On retiendra tout d’abord du 6 janvier ces images d’un Capitole assiégé par les plus irréductibles des « trumpistes » qui, survoltés par un Président ne se résignant pas à sa défaite, ont durant quelques heures monopolisé l’attention de la planète médiatique, faisant trembler le processus de certification du vote de novembre 2020.
Donald Trump, par son jusqu’au boutisme, s’est littéralement « bunkerisé » dans une stratégie dévastatrice. Il a ignoré le principe de réalité qui est celui d’institutions fortes comme le sont celles de la démocratie américaine, surestimé cette force éruptive de convictions qui l’avait conduit à la Maison-Blanche en 2016 et permis de lever plus de 74 millions de voix lors du dernier scrutin et négligé enfin ses soutiens les plus proches qui n’étaient pas disposés à le suivre dans une démarche suicidaire.
Ce faisant, il a apporté de l’eau au moulin de ses plus féroces adversaires qui ne rêvaient pas meilleure opportunité pour liquider sa marque mais également pour effacer l’espace d’une soirée les racines de son ascension. L’imbécilité du coup tactique de Trump, voulant imposer un rapport de forces digne d’une République pré-démocratique, aura dilapidé son capital politique, définitivement réduit à néant ses marges de manœuvres pour un éventuel rebond personnel et assombri par la tragi-comédie de la situation un bilan loin d’être négatif. Il a crédité non seulement l’image d’un mauvais perdant mais celle d’un apprenti « dictateur », ce qui au demeurant pour ce dernier terme est sans doute un mauvais procès. Il a rendu surtout un fort mauvais service à ces millions d’Américains des classes populaires et moyennes qui aspirent à un autre modèle que celui d’une société qui ne les protège qu’insuffisamment, voire parfois pas du tout.
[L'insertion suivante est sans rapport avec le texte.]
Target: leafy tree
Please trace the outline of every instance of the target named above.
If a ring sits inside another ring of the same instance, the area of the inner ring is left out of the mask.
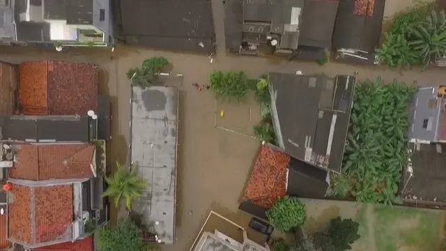
[[[445,10],[431,12],[426,21],[417,24],[412,29],[413,40],[410,47],[427,66],[446,53],[446,15]]]
[[[323,251],[345,251],[361,236],[357,234],[359,223],[351,219],[338,217],[330,222],[328,229],[314,234],[314,247]]]
[[[339,198],[349,197],[351,185],[346,174],[331,174],[331,194]]]
[[[243,71],[224,73],[215,71],[210,75],[210,88],[217,98],[243,101],[248,93],[248,78]]]
[[[131,68],[127,72],[127,77],[132,86],[148,87],[158,79],[160,70],[169,64],[163,56],[153,56],[142,62],[139,68]]]
[[[260,140],[266,141],[270,144],[275,144],[276,135],[272,126],[269,123],[264,123],[259,126],[254,126],[254,134]]]
[[[392,20],[392,27],[385,36],[381,48],[376,50],[378,59],[390,67],[411,67],[429,59],[420,56],[422,44],[426,45],[422,38],[414,36],[414,31],[421,24],[426,22],[426,16],[432,5],[421,4],[397,15]],[[424,24],[423,24],[424,26]],[[418,42],[416,42],[418,41]],[[415,42],[415,44],[413,43]],[[429,43],[429,42],[427,42]],[[415,47],[420,47],[417,50]]]
[[[110,196],[114,199],[115,206],[125,200],[128,210],[132,208],[133,200],[142,196],[142,191],[147,187],[147,183],[141,180],[138,175],[138,165],[134,164],[128,172],[125,167],[116,162],[117,171],[113,177],[105,177],[108,188],[102,194],[102,197]]]
[[[261,78],[257,82],[257,90],[263,90],[268,87],[269,82],[267,79]]]
[[[283,238],[278,238],[274,242],[274,251],[290,251],[291,246]]]
[[[99,231],[99,251],[141,250],[143,247],[141,229],[130,219]]]
[[[398,185],[408,159],[408,107],[417,90],[396,79],[385,84],[380,78],[356,85],[342,174],[348,177],[357,201],[399,202]]]
[[[351,245],[361,237],[357,234],[359,228],[359,223],[352,219],[341,220],[340,217],[332,219],[328,234],[335,250],[351,250]]]
[[[418,54],[403,34],[386,33],[385,40],[376,53],[380,61],[392,68],[411,67],[418,61]]]
[[[266,217],[277,230],[289,231],[305,222],[305,204],[298,198],[285,196],[266,211]]]
[[[326,232],[318,232],[313,237],[313,245],[318,251],[336,251],[330,236]]]

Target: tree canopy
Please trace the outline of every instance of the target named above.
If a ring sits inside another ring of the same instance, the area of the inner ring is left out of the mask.
[[[133,200],[142,196],[142,191],[148,184],[138,175],[137,164],[132,165],[130,172],[118,162],[116,167],[117,170],[112,177],[105,177],[109,186],[102,194],[102,197],[113,197],[116,207],[125,199],[127,209],[130,210]]]

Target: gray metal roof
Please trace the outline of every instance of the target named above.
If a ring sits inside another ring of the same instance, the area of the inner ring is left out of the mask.
[[[355,77],[270,73],[279,146],[321,168],[341,170]]]
[[[410,144],[414,149],[410,157],[413,175],[407,184],[403,184],[401,196],[413,201],[446,203],[446,149],[442,146],[437,152],[436,145],[420,144],[419,149]]]
[[[210,1],[121,0],[121,12],[128,44],[202,53],[215,51]]]
[[[338,0],[305,0],[299,45],[330,48]]]
[[[438,86],[420,88],[410,105],[410,139],[438,142],[442,139],[446,98],[438,97]]]
[[[0,43],[14,41],[16,38],[14,13],[10,8],[0,4]]]
[[[175,240],[178,89],[132,88],[132,161],[149,187],[133,208],[164,243]]]
[[[8,24],[8,31],[14,32],[14,40],[17,38],[19,42],[51,42],[49,23],[44,19],[66,20],[68,24],[93,24],[106,33],[105,43],[109,42],[107,36],[113,36],[110,0],[31,1],[30,6],[27,5],[27,0],[15,0],[12,3],[14,4],[12,18],[15,27],[11,28]],[[33,10],[28,10],[29,7]],[[12,8],[4,8],[8,13],[12,13]],[[100,13],[102,11],[104,19],[101,20]],[[28,15],[29,20],[25,18],[26,13],[31,13]],[[10,22],[9,15],[6,17],[6,22]],[[5,43],[9,41],[4,38],[1,40]]]
[[[385,0],[375,0],[373,17],[353,13],[355,1],[340,0],[334,29],[334,48],[355,49],[374,52],[381,36]]]
[[[0,139],[24,142],[89,142],[86,116],[71,115],[0,116]]]
[[[329,187],[329,172],[291,157],[288,170],[286,195],[323,199]]]

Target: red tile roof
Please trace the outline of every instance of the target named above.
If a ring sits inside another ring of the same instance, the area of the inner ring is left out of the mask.
[[[34,249],[34,251],[93,251],[93,238]]]
[[[96,66],[41,61],[22,63],[20,68],[22,113],[74,115],[98,109]]]
[[[48,114],[48,63],[25,62],[20,66],[20,112],[29,115]],[[29,110],[33,111],[29,112]]]
[[[0,114],[12,115],[15,112],[15,91],[17,74],[14,67],[0,62]]]
[[[290,156],[262,146],[245,190],[244,200],[270,208],[286,192],[286,168]]]
[[[25,187],[15,184],[9,206],[9,236],[33,246],[69,241],[73,221],[72,187]]]
[[[83,63],[48,62],[49,114],[85,114],[98,109],[97,66]]]
[[[20,144],[10,177],[31,181],[82,178],[93,176],[95,146],[91,144]]]
[[[12,247],[12,243],[8,241],[8,212],[0,215],[0,250]]]

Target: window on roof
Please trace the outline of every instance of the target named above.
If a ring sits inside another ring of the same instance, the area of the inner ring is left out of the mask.
[[[431,99],[427,102],[427,107],[429,109],[438,108],[438,100],[437,99]]]
[[[432,117],[423,119],[423,128],[428,131],[432,130]]]

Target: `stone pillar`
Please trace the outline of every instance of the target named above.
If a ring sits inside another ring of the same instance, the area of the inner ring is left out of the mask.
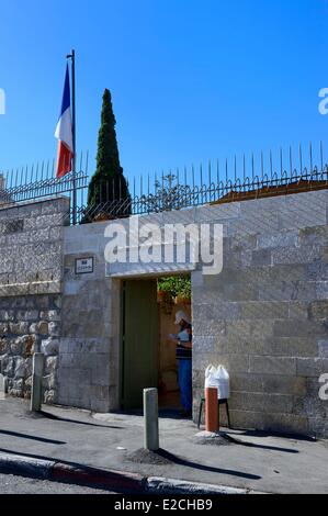
[[[159,450],[158,435],[158,392],[157,389],[144,390],[144,448],[150,451]]]
[[[31,411],[39,412],[42,407],[42,378],[44,369],[44,355],[36,352],[33,355],[33,377],[32,377],[32,394]]]

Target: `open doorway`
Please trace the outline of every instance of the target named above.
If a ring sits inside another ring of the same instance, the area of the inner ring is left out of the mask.
[[[143,390],[157,388],[159,407],[181,411],[174,324],[191,318],[190,274],[125,280],[122,284],[121,405],[143,407]]]

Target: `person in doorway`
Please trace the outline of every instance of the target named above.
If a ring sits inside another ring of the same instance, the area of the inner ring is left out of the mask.
[[[180,326],[178,335],[171,335],[177,344],[177,360],[182,416],[192,415],[192,326],[190,317],[182,310],[177,312],[174,324]]]

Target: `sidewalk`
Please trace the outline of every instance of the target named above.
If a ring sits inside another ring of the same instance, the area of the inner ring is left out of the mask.
[[[168,453],[162,463],[148,464],[127,457],[143,448],[142,416],[92,415],[46,405],[44,411],[44,415],[31,415],[22,400],[0,401],[0,456],[29,456],[41,459],[41,464],[46,461],[44,467],[59,463],[57,480],[73,464],[84,475],[83,467],[114,470],[120,472],[117,478],[124,472],[152,485],[160,481],[149,478],[268,493],[328,493],[327,441],[231,430],[230,436],[251,446],[202,446],[195,441],[192,422],[160,418],[160,446]]]

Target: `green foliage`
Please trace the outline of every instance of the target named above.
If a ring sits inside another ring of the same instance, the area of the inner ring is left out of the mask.
[[[172,298],[178,295],[191,299],[191,279],[188,276],[172,276],[160,278],[157,282],[158,291],[168,292]]]
[[[93,215],[97,214],[93,207],[100,203],[110,204],[113,201],[120,201],[124,204],[124,210],[122,207],[124,213],[121,213],[120,209],[115,210],[116,216],[131,214],[128,187],[120,164],[115,125],[111,92],[105,89],[98,137],[97,169],[91,178],[88,192],[87,211],[92,212]]]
Pour autant, nonobstant cette attitude désastreuse et dangereuse, abondant la fausse idée répétée parfois en boucle sur certaines chaînes d’info en continu d’une tentative de coup d’état, rien ne serait plus vain de considérer que la victoire de Biden renforcée par la bêtise agissante de son prédécesseur solde tout ce qui a fait la dynamique populaire du trumpisme. Le Congrès sous pression physiquement constitue une alerte sévère pour des démocraties qui ne sauraient pas à terme répondre aux aspirations populaires, qui continueraient à les tenir à distance comme l’expression d’une ignorance de citoyens de seconde zone et qui persisteraient à s’enfermer dans une vision ainsi qu’une pratique oligarchique du pouvoir. Faute de refonder le contrat social, c’est l’affrontement qui l’emportera. C’est à ce défi que les démocraties libérales sont désormais confrontées, ramener dans « les champs de la République » pour reprendre le beau mot de Gore Vidal celles et ceux qui ne s’y sentent plus y appartenir.